While the results of this trial are “difficult” to interpret – due largely to the lack of any real measurement of facial improvement in barrier function and the confusion over whether any improvement on the forearm can be attributed to the niacinamide specifically or to the moisturizer itself – “long story short, niacinamide did seem to help the barrier function in this particular study,” Dr. Harper said. The takeaway, therefore, is that topical niacinamide treatments may offer some value to certain patients.
Moving on to licorice, Dr. Harper discussed an open label study recently published online in the Journal of the European Academy of Dermatology and Venereology, in which subjects were given a complete skin care system – which contained a cleanser, a day cream, a night cream, and a concealer product containing licochalcone A (licorice extract). They were evaluated over a period of 8 weeks for improvement in erythema, burning, stinging, tingling, and tightness, all of which were measured at baseline (J Eur Acad Dermatol Venereol. 2016 Feb;30 Suppl 1:21-7).
Results showed “improvement of statistical significance,” Dr. Harper said. “All groups had improvement over time, and did better at 8 weeks than at 4 weeks [although] the rosacea group did not reach statistical significance until week 8.”
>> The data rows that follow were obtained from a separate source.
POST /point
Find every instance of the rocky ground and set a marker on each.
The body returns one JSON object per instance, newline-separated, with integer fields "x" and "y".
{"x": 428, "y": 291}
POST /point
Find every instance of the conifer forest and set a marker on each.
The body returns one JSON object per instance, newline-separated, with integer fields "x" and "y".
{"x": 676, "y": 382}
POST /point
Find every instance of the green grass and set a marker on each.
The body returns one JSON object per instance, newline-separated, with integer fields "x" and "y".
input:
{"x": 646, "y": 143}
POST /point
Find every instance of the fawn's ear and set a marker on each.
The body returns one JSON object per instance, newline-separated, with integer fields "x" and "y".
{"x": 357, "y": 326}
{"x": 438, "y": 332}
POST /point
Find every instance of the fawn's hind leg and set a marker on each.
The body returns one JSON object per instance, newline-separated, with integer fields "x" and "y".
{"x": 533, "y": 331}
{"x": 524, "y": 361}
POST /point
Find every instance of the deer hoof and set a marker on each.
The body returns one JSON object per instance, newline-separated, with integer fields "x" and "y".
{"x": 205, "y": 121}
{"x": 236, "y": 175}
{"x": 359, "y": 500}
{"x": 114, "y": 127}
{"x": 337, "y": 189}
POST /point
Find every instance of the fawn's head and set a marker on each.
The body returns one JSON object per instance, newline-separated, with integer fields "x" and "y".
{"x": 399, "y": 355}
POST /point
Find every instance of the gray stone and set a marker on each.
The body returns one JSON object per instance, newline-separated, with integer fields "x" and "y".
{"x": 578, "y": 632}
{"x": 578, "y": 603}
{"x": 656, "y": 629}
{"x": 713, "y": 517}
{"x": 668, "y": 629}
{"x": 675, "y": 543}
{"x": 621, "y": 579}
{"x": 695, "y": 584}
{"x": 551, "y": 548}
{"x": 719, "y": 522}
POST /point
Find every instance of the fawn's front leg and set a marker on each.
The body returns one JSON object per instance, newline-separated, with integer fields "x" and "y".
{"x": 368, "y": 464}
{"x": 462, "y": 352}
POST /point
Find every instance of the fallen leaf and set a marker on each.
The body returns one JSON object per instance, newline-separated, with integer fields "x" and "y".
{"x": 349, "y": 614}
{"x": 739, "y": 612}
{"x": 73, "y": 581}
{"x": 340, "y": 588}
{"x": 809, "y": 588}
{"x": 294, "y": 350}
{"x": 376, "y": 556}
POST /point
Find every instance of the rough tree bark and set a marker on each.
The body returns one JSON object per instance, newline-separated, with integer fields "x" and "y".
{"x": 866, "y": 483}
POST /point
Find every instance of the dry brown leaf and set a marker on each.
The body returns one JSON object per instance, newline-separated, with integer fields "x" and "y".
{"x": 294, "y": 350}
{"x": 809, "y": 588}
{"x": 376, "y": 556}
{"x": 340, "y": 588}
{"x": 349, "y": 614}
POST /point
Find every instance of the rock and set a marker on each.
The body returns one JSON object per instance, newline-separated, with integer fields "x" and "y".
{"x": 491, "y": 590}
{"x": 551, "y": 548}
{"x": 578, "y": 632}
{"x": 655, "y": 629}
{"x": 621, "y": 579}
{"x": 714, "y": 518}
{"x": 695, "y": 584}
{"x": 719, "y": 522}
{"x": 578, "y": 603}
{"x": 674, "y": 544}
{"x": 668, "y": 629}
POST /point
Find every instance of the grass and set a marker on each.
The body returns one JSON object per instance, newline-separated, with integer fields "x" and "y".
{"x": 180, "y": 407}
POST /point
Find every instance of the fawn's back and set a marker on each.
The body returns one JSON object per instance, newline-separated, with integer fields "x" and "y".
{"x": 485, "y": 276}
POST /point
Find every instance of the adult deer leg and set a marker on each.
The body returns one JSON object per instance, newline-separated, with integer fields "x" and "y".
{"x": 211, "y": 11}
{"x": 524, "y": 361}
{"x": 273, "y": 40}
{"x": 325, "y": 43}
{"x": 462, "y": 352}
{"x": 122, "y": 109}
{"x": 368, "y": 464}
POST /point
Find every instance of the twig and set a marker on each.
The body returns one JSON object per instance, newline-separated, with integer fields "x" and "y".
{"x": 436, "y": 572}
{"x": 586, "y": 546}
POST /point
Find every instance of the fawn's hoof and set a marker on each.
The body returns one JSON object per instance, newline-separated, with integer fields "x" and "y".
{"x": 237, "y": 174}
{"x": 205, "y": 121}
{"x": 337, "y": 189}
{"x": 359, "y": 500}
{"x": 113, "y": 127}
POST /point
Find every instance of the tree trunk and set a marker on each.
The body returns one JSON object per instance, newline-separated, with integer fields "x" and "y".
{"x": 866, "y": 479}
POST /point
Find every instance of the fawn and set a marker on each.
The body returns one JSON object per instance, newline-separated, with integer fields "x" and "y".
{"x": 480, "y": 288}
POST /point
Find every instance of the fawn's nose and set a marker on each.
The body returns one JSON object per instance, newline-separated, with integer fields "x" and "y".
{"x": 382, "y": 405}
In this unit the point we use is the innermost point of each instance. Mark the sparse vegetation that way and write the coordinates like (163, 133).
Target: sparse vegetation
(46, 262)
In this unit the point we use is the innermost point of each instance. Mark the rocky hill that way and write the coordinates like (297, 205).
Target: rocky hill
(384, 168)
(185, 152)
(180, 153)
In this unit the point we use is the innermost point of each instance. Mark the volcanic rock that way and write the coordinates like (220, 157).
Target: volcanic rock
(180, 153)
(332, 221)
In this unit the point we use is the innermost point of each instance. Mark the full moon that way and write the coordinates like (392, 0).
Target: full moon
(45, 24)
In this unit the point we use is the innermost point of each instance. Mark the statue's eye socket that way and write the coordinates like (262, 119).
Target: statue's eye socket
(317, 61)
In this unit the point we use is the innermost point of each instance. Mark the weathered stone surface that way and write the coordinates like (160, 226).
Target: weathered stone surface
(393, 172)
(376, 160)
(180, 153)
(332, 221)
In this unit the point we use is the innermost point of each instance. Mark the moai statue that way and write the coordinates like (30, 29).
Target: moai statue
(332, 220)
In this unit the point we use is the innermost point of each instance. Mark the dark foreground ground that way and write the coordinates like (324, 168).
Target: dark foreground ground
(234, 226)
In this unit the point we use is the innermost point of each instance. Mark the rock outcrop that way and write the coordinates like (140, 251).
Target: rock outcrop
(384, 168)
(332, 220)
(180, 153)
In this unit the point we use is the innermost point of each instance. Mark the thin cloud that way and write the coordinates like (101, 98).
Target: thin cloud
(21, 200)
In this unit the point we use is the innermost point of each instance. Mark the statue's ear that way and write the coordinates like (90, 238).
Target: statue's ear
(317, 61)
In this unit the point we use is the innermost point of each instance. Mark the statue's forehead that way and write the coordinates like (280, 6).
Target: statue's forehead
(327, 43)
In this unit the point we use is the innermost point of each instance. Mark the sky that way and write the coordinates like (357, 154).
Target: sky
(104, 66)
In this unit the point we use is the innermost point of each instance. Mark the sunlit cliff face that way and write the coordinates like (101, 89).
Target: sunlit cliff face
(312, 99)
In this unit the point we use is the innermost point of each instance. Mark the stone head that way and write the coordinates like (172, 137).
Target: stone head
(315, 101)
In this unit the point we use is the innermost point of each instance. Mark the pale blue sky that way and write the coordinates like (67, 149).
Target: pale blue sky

Finally, with green tea, Dr. Harper pointed to a 2010 randomized double-blind split-face study of just four healthy individuals with erythema and telangiectasia of the face, treated for 6 weeks with a cream containing epigallocatechin-3-gallate (EGCG), the major catechin found in green tea, on one side of their face; a vehicle cream was applied to the other side and punch biopsies were performed to determine improvements (Int J Clin Exp Pathol. 2010;3[7]:705-9). EGCG cream was used because of its “antioxidant, immunomodulatory, photoprotective, antiangiogenic – that’s the standout here, that’s what we really need – and anti-inflammatory properties,” Dr. Harper said.
While biopsies did not reveal any changes to facial vasculature, there “was a significant reduction in hypoxia-inducible factor-1 and VEGF [vascular endothelial growth factor],” which are both markers of angiogenesis – indicating some degree of usefulness against rosacea, Dr. Harper said. However, a longer, more definitive study would be needed to substantiate these findings, she added.
Dr. Harper did not report any relevant financial disclosures.